I was completely having one of those days. I didn't want to get up, which made me late for work, so I foolishly decided to drive. I just couldn't face the thought of all 3 legs of my commute today - not so much in the morning, but more for coming home. I thought that since I left the house around 8:15 I might miss a lot of the morning traffice - but I was wrong and it took me an hour and 20 minutes to drive the whole 12 miles to my office. Which reminds me of how much I hate the city - but that's for another blog.
I was just out of sorts today. Feeling a bit sleepy, road raged from the morning drive, way, way stressed about work, and having some inner turmoil about a co-worker who I'm having a bit of trouble with. Add some inner turmoil about a friendship that is having some issues, and the fact that my sweetie is somewhere in Louisiana (or is Texas yet) and you could see how I was in a funk. A big PMS, all I want to do is soak in a tub, eat some ice cream or potato chips (or both) and wallow in my brooding until it goes away. But I couldn't - I had to go to work.
And as much as I love my job, 8 people in a room certainly doesn't help when I'm having one of those days. At my last job I had my own office, so I'd pop in some sappy music, feel free to get teary if I needed, spend an hour or so filing to get something accomplished and work through my mood by having a great lunch with my favorite co-worker. Can't really do that now.

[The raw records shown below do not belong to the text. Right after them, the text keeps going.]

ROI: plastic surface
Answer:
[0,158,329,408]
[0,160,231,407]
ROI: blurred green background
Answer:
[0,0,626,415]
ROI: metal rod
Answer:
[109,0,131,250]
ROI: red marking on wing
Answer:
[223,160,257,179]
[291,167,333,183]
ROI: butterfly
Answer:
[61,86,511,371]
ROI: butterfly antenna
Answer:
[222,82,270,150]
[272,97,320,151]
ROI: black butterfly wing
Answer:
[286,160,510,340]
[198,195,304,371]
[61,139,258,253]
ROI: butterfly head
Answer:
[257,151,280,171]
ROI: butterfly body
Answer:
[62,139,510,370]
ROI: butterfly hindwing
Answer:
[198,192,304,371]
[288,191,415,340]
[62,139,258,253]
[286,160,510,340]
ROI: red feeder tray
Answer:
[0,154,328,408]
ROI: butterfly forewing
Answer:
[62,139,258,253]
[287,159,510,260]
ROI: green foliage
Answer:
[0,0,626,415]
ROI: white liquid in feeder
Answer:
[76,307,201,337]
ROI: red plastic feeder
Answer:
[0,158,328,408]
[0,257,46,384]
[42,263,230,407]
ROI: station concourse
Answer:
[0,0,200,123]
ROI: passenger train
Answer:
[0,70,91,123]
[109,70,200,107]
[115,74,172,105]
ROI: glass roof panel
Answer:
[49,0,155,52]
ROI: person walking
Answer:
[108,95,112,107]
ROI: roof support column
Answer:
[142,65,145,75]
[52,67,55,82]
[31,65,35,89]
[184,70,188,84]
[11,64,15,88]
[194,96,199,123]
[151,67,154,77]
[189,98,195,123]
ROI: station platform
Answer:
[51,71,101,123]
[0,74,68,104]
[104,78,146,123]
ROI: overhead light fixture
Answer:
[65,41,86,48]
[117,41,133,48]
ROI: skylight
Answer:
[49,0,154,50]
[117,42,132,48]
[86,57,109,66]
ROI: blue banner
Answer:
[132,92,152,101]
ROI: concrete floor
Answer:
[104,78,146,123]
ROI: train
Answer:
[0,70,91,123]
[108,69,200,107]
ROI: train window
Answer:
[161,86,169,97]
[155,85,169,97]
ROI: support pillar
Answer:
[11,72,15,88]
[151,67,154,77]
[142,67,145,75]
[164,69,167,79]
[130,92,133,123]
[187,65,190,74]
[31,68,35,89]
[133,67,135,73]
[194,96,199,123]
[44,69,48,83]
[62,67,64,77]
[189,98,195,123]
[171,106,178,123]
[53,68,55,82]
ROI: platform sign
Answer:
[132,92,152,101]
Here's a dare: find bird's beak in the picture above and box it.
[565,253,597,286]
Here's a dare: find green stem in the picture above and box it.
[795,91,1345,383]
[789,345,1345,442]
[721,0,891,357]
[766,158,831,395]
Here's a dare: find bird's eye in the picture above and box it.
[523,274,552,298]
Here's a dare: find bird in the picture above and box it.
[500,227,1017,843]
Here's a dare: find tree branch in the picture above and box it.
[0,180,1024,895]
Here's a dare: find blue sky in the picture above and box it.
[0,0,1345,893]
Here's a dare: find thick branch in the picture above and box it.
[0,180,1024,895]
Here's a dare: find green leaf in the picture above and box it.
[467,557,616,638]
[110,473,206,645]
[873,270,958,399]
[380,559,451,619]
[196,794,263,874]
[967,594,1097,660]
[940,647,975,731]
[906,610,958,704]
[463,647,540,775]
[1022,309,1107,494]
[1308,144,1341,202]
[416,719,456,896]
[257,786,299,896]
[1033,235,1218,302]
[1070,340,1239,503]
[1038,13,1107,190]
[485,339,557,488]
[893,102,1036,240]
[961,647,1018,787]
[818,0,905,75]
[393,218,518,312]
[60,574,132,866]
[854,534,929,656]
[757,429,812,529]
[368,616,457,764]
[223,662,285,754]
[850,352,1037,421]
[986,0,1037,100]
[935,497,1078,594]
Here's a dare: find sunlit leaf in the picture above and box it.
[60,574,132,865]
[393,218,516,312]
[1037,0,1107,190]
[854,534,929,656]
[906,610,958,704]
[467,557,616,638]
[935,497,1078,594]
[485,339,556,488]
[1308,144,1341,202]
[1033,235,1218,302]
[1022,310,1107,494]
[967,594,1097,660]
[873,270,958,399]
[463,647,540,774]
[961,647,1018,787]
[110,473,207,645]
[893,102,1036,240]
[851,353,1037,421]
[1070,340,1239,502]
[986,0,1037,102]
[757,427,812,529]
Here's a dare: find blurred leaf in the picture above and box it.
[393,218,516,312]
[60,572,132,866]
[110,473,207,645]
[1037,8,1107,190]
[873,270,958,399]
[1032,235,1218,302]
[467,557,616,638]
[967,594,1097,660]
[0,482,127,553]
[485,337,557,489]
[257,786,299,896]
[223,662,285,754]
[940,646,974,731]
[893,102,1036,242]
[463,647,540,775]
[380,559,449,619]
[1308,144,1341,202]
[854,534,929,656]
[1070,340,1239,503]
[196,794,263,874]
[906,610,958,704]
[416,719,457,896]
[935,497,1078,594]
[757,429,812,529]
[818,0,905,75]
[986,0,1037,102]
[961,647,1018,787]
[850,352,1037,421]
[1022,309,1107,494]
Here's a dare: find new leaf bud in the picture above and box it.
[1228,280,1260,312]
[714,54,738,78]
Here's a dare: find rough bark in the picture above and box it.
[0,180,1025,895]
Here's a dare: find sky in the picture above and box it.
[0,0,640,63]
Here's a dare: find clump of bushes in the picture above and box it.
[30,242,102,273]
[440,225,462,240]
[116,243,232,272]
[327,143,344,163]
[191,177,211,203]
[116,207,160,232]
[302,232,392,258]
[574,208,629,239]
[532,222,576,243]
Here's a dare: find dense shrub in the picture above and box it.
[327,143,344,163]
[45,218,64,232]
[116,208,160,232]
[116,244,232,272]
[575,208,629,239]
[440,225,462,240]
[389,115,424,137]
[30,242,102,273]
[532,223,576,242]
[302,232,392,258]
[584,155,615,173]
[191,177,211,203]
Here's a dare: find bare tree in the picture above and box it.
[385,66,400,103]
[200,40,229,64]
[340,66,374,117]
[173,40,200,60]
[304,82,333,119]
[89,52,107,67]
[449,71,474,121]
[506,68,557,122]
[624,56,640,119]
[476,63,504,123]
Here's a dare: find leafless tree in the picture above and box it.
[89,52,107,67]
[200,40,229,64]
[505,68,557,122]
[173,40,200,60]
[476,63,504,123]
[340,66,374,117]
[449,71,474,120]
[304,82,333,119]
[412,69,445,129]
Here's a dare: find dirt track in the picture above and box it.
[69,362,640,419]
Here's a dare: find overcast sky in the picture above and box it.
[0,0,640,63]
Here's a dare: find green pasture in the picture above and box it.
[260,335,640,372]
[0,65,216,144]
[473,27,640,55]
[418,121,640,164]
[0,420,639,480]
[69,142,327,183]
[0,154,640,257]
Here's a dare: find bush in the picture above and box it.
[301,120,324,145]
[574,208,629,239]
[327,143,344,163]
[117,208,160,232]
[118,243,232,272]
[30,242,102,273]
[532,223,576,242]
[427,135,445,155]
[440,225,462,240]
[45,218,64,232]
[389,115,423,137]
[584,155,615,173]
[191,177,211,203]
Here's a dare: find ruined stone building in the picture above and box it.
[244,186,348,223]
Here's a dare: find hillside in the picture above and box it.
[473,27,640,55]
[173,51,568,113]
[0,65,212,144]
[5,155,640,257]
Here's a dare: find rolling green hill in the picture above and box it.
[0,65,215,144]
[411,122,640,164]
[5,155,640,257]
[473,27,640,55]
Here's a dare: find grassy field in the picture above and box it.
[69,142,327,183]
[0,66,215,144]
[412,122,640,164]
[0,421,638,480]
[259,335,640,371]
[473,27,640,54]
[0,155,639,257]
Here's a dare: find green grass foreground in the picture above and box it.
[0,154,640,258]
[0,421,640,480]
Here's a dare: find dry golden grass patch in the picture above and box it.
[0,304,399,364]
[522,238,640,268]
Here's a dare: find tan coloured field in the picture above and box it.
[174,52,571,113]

So I made the best of it and popped on my earbuds and tried to pretend the world wasn't there as I poured my meloncholy into our appeal. When I looked out the window and saw the golden cast across the buildings, I was bummed I forgot my camera. And then a few minutes later it was snowing. This weekend I was out and about in a t-shirt, today it was snowing. Big marshmallow size flakes, fluttering past the window like feathers from a down pillow. When an hour later I went to find some comforty lunch food (shepards' pie from the new butcher down the street) and I realized I knew why it was snowing. Lil' ms. mother nature wanted to cheer me up.
I think I was the only person walking through the sleety sideways windy slushy snow with a grin from ear to ear on my face. I love snow, I made it back to office in a little bit of a cheered spirit.
When I left the office this evening (where it took me 35 minutes to go the 12 miles), I got on the phone with my sweetie, griped about all of the above and laughed about how it was sunny and warm again - as if the snow's only purpose was to put my mood in perspective. I'm feeling a bit better tonight - even if I didn't get my bubble bath, but there is ice cream in the freezer.